First, let me offer a few caveats. People are right on the money when they say that our invasion of Afghanistan has alienated us throughout the Middle East. More importantly, our heavy-handed strategy has not eliminated the Taliban, rather, policies such as indiscriminate air strikes in areas of concentrated populations, the forcible eradication of poppy fields, the use of warlords as proxy forces and poor detainment policies (as our good friend Jon has written about) have all contributed to the resurgence of neo-Taliban forces. In fact, there are pretty good odds that if, after the elections in 2005 (which were seen largely as a success without significant American interference), we had simply packed up our forces and left trainers for the Afghan National Army, the Taliban would not have been the force that we are reckoning with today.
But here is where the ignorance part rapidly emerges. The assumption is that our guiding doctrine has remained largely unchanged, when, in reality, nothing could be further than the truth. There is now, and has been for the last year or so, something guiding coalition policy in Afghanistan called FM 3-24. FM 3-24, the counterinsurgency field manual now in use, “acknowledges that sometimes the more you protect your force, the less secure you may be”: manpower is now replacing firepower. We are working in better conjunction with civilian programs and keeping with an underlying population-centric ideal. The differences can already be seen. Similar to the Sunni Awakening in Iraq, which helped make the surge there the success that it was, tribal leaders have begun to form militias against the Taliban, standing in direct opposition to its threats (although let the comparison end there.) In other words, we are dramatically altering the momentum of the war, and the increase of troops can only help this as long as we follow a policy that puts Afghan lives and rights first.

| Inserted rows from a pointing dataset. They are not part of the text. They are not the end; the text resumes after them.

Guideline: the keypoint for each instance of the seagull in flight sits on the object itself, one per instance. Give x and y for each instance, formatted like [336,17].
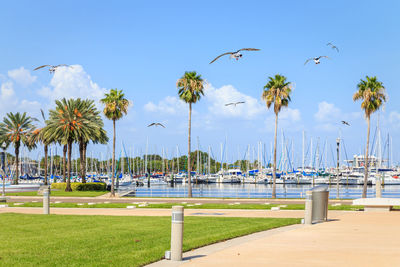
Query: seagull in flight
[236,55]
[316,59]
[235,103]
[333,46]
[52,68]
[155,124]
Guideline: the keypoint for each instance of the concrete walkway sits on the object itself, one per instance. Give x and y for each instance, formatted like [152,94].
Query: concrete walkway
[352,239]
[160,212]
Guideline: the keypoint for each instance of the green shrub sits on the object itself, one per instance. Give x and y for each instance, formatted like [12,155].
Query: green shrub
[81,186]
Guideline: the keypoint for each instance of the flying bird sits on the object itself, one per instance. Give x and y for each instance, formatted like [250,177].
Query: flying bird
[52,68]
[236,55]
[234,103]
[315,59]
[155,124]
[333,46]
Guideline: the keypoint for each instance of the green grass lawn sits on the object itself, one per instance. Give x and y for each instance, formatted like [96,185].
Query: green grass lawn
[62,193]
[66,240]
[187,206]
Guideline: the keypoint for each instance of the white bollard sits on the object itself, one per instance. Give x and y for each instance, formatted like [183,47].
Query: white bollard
[177,233]
[378,187]
[46,201]
[308,208]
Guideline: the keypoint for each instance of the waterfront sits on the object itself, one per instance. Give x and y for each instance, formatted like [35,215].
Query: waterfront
[254,191]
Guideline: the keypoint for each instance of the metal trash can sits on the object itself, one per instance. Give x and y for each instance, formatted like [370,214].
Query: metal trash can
[320,199]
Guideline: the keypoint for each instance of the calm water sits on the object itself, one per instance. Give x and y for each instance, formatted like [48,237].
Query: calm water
[256,191]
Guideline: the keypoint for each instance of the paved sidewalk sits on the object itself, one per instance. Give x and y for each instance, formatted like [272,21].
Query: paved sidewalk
[161,212]
[100,199]
[353,239]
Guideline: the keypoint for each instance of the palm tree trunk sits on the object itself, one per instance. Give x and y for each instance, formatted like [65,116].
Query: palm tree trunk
[81,159]
[366,161]
[64,163]
[189,163]
[113,164]
[274,167]
[16,164]
[68,188]
[46,149]
[84,161]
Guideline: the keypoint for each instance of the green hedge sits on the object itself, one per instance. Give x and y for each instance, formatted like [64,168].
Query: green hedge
[81,186]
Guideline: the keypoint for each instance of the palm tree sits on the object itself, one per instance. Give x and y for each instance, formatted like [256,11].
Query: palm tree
[66,124]
[372,93]
[39,136]
[115,108]
[190,89]
[97,133]
[16,128]
[276,91]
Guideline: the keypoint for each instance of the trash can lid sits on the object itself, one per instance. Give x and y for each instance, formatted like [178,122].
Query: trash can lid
[320,188]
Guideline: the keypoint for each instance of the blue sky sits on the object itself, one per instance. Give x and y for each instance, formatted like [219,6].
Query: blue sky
[143,47]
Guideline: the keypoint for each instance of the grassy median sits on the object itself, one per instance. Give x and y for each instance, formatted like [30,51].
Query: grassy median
[69,240]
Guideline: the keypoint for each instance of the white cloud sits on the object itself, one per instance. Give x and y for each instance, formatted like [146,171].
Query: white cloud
[22,76]
[394,119]
[218,97]
[11,103]
[169,105]
[288,119]
[326,112]
[72,82]
[329,117]
[7,92]
[289,114]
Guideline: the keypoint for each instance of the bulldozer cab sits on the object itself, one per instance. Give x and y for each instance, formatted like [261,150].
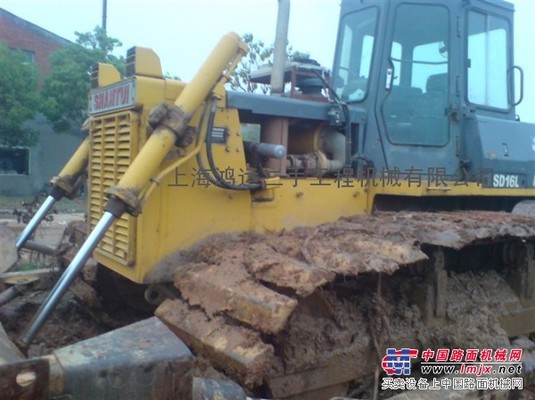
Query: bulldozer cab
[432,77]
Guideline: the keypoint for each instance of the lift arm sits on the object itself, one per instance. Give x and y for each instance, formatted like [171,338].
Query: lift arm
[127,195]
[65,184]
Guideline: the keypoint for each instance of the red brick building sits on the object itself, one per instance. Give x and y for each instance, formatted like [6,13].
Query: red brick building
[25,170]
[37,43]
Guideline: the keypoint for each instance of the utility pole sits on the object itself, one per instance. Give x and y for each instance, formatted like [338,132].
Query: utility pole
[279,52]
[104,14]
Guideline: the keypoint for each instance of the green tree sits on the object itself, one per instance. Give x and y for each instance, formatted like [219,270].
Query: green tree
[65,89]
[19,100]
[259,55]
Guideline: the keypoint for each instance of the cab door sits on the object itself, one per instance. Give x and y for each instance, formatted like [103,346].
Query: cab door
[416,92]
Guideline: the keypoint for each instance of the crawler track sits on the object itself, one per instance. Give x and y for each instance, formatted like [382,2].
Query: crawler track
[310,312]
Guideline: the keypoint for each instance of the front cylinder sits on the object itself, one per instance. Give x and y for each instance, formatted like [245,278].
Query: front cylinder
[66,180]
[163,139]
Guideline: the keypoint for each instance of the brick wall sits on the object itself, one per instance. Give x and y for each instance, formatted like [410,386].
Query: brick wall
[23,35]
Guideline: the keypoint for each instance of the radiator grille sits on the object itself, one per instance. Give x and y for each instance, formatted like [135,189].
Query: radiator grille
[112,150]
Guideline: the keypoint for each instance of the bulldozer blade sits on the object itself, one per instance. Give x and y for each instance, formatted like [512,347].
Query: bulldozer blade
[144,360]
[25,380]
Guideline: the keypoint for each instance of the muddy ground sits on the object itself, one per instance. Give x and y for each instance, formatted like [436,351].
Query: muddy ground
[85,311]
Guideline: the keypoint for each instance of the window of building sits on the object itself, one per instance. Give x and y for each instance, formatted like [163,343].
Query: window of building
[14,161]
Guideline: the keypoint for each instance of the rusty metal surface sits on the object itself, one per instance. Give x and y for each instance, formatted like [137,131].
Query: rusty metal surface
[144,360]
[245,295]
[209,389]
[235,349]
[24,380]
[230,288]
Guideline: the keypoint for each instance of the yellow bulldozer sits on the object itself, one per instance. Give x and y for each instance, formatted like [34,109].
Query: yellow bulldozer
[373,214]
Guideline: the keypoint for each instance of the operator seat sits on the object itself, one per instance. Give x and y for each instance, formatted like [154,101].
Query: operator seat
[430,120]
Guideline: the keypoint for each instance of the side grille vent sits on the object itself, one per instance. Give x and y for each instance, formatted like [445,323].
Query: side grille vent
[113,147]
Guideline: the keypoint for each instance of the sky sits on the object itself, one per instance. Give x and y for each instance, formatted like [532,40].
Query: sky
[183,32]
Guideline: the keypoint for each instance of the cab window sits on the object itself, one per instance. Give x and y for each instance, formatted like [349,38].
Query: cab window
[354,55]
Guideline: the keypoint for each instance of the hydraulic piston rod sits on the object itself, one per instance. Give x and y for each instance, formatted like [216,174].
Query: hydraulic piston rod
[125,197]
[63,184]
[35,221]
[66,279]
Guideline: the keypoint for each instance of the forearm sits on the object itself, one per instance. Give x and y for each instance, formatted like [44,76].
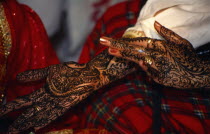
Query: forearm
[109,68]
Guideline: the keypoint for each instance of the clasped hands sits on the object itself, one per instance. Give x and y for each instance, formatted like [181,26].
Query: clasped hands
[172,62]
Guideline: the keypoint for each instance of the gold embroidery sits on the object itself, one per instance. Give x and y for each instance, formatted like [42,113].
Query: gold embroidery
[5,47]
[65,131]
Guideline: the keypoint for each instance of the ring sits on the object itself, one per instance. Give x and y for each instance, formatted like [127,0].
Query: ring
[37,108]
[148,60]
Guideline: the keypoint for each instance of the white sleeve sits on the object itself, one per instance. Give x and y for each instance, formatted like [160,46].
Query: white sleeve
[188,18]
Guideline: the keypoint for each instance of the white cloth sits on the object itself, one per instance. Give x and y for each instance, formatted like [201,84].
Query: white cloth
[188,18]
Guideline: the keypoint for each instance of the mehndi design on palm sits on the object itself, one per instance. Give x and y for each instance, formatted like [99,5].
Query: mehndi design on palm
[171,62]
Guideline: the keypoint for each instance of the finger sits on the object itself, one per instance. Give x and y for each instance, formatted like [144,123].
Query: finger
[135,44]
[33,75]
[168,34]
[126,54]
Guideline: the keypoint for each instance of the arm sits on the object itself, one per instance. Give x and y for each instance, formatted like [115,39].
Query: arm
[67,84]
[171,62]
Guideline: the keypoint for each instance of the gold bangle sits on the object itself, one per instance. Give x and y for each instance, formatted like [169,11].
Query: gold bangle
[133,34]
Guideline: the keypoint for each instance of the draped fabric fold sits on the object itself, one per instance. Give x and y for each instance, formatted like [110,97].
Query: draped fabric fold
[29,47]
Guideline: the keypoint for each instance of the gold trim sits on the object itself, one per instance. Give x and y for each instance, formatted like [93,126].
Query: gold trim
[65,131]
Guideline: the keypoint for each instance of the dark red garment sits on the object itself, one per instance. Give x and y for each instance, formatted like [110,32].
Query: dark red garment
[31,48]
[128,106]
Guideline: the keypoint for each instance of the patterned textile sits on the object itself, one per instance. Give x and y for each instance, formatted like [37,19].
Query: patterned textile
[30,47]
[135,104]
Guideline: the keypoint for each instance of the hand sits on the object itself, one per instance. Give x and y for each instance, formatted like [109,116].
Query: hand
[66,85]
[171,62]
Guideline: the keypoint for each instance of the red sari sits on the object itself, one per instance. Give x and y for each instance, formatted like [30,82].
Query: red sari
[27,47]
[135,105]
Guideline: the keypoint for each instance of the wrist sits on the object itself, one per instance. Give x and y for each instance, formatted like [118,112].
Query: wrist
[133,34]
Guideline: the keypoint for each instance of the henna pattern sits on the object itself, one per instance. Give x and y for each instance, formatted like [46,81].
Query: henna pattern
[175,62]
[66,85]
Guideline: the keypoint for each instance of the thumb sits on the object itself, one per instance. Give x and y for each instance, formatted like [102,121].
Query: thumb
[33,75]
[168,34]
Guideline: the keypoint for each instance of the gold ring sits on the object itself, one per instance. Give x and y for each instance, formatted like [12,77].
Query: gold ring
[37,108]
[148,60]
[149,42]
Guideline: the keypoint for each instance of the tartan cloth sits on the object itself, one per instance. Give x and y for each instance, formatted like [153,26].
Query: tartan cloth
[128,105]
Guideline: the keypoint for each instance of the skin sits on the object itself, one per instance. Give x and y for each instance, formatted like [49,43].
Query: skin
[174,60]
[66,85]
[174,63]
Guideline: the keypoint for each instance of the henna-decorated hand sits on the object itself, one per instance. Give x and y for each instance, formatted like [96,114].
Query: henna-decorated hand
[171,62]
[66,85]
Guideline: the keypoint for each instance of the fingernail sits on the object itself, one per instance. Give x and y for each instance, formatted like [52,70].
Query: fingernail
[112,50]
[157,24]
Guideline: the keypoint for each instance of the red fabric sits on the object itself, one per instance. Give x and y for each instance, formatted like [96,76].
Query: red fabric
[31,48]
[127,106]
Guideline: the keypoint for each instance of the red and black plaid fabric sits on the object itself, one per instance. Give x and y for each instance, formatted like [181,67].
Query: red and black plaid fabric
[128,105]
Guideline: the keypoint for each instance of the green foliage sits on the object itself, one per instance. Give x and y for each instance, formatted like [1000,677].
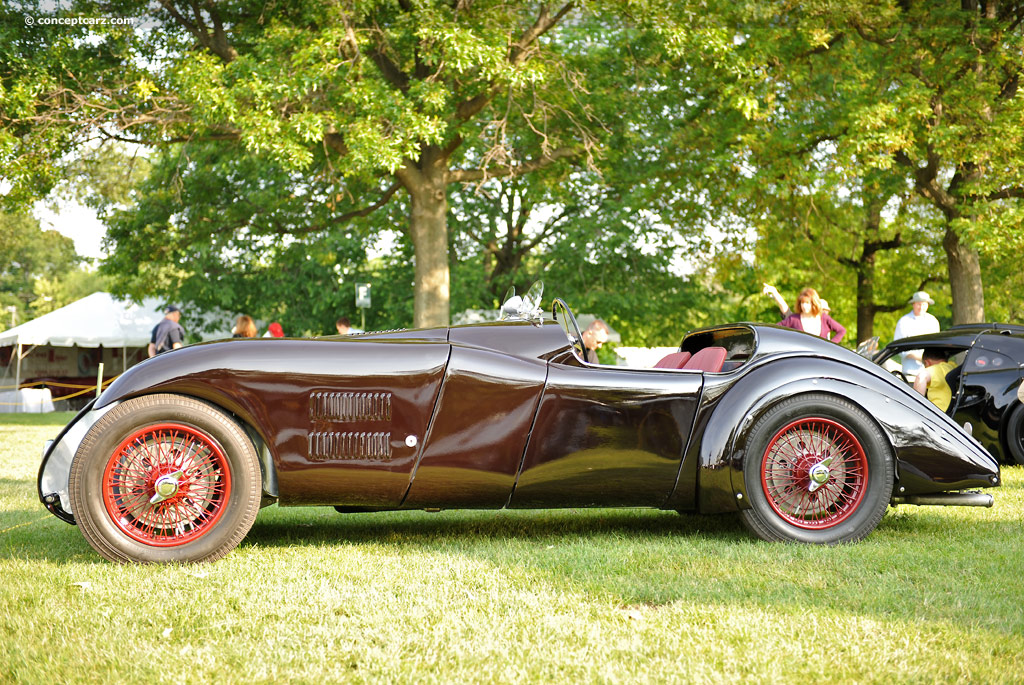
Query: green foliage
[238,233]
[39,269]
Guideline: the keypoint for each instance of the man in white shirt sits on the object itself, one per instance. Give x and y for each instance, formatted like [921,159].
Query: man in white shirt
[915,323]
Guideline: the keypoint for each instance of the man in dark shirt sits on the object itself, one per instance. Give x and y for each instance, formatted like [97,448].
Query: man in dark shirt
[168,334]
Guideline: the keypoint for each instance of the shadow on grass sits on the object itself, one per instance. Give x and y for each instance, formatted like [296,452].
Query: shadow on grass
[287,526]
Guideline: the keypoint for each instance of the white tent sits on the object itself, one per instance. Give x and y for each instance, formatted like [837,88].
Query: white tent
[92,322]
[96,320]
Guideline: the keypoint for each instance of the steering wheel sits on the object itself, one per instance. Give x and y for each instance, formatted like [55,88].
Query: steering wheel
[561,313]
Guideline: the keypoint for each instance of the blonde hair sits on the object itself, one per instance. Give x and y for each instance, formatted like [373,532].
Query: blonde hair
[810,295]
[245,327]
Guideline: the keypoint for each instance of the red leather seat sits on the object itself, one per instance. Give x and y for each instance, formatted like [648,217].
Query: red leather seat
[708,359]
[674,360]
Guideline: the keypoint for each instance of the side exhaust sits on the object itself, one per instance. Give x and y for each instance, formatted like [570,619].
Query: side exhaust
[946,500]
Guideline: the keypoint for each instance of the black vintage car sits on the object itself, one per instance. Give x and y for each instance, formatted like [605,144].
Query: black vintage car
[805,440]
[987,395]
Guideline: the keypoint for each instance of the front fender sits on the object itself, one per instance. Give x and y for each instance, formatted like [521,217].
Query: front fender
[932,453]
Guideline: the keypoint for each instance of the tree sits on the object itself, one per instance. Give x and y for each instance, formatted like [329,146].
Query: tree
[39,269]
[388,95]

Another popular argument I saw was: “Well, the Taliban aren’t the threat, al-Qaeda is, and they are pretty much gone.” This was true in 2001, and is not true in 2009. The neo-Taliban is not the Taliban of the past; it is no longer “al-Qaeda lite.” It is now, or segments of it are, especially in South Waziristan and in the Federally Administered Tribal Areas, significantly radical. One of the things that most stuck with me from David Rohde’s account of his time in captivity under the Taliban is that the Taliban are now using areas of Afghanistan and Pakistan as their very own country. Where checkpoints in Pakistan were once manned by the army, they are now manned by the Taliban. The Taliban, Rohde wrote, is no longer a local faction. They wish, just like al-Qaeda, to impose Islam on the rest of the world and to carry out attacks on U.S. soil. Believe me, I have no Islam anxiety, but leaving the Taliban to its own devices at this point would be unacceptable.
It is also important to understand the multilateral dynamics of the region when we consider our troop increases. The ISI, Pakistan’s intelligence service, has historically supported the Taliban when they rose to power in the mid 1990’s. In fact, they backed the most radical elements of the Taliban because they found them the easiest to control, and they still do to this day. The issue is that they have a vested interest in supporting the Taliban because they have a vested interest in their own regional stability. Of course, it is quickly becoming apparent that their very own Frankenstein is on its way to killing its creator, but it is important to note that the ISI is a wily bunch. They will do what is best for their country in the long term, and, if we signal that we are in it for the long term and will stay until the Taliban are no longer the dominating force in the region, they will bet on the winning horse.
It seems that whenever anyone wishes to use history in their arguments against staying in Afghanistan, they invoke the hoary comparison of our involvement with Vietnam, an argument often used during the pre-surge periods of Iraq (something I am guilty of as well, and Nick was correct on). I can’t help but stop listening when people start conjuring up Vietnam; it was a war that happened in a totally different period in a country thousands of miles away from Afghanistan with a completely population. Please, let’s retire the argument that a specific case can be used as a general rule, and acknowledge the existing differences.
Also, can we please toss out the window the assertion that Obama has somehow abandoned the people that have voted for him by continuing our involvement in Afghanistan? He has not even committed the egregious crime of changing his mind. Time and time again during his campaign Obama acknowledged that Afghanistan was a “war of necessity”, and that he was simply not going to advocate for a timetable or an immediate troop withdrawal. Don’t even get me started on the military-industrial complex accusations.
The options that exist as alternatives to staying in the country are few, and really don’t pass as legitimate options. Nick Kristof, everyone’s favorite celebrity columnist, wrote that we should just use the money that we were going to use on troops and use it to build schools and the like. It is a poor idea. The problem is that the Taliban enjoy blowing things up, and without regional stability provided by a troop increase, civilian programs will fail time and time again without the security to help them. In the same manner, we can’t leave trainers in place in Afghanistan to train the ANA and call it a day. They need stability first in order to succeed.